Ultra-efficient silicon photonic fiber-chip interface

Silicon Photonics (SiPho) is a fast-growing technology addressing many applications such as data and quantum communication but also sensing and imaging (LiDAR). Especially for communication applications, silicon photonics is playing a key role to have lower power consumption and higher speed at the same time with lower cost than traditional compound semiconductor photonics. As an importance of silicon photonics optical I/O increases, industry major players such as intel, Nvidia, TSMC, Samsung are also shipping the silicon photonics products or trying to have faster and energy-efficient products. As a world-renowned research center in this field, imec has in-house 200mm and 300mm CMOS pilot lines to process cutting-edge optical devices at wafer scale, including high-performance devices for light modulation, switching, coupling, filtering, and detection at data rates of 50GB/s and beyond.
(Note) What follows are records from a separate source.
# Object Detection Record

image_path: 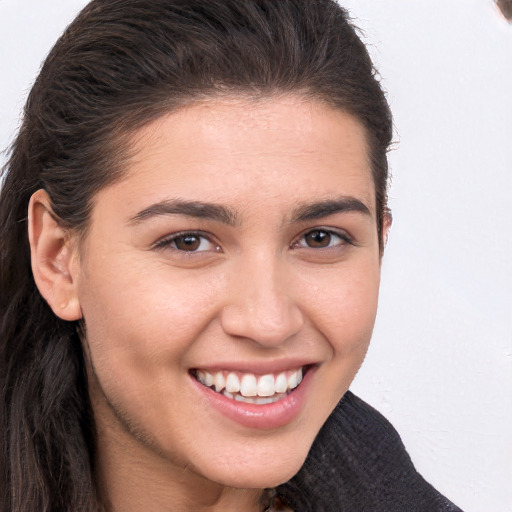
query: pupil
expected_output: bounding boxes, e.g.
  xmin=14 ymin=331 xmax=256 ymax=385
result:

This PhD research focus on developing high-performance fiber-chip interface to address the industry needs for next-generation products where more then ever every loss needs to be eliminated. Current fiber grating couplers are limited by its high loss, limited bandwidth, and polarization sensitivity. For high-channel-count or course wavelength-division-multiplexing optical circuits, it is crucial to increase the fiber interface optical bandwidth to facilitate wafer-level testing. For photonic receivers, a polarization-splitting fiber interface would reduce the difficulty for packaging. For many emerging applications including quantum photonics, it would also be desirable to have extremely loss low fiber couplers. To achieve these novel design concepts, it would be crucial to adopt advanced algorithms including machine learning. The PhD student is expected to carry out independent and novel research in the silicon photonics device platform team, during which he/she will master Python programming for scientific data processing, and the modelling, simulation, and characterization of silicon photonics devices and circuits.

In this research, the PhD student will carry out:

• Literature review of existing out-of-plane solutions for fiber interfaces
• Design, simulate, layout and characterize silicon photonics devices for efficient and polarization-diverse fiber coupling
• Improve the device performances compared to the state of the art by advanced optimization methods, such as classical local/global optimization methods and machine-learning-driven optimization.
• Improve the device design flow by algorithm-enhanced automation and parallel-computing-enabled performance evaluation
• Explore novel process and design concepts to enable relaxed alignment tolerance, lower polarization-dependent loss, and better manufacturing robustness. For example, lithography enhancement techniques and improved layer stack.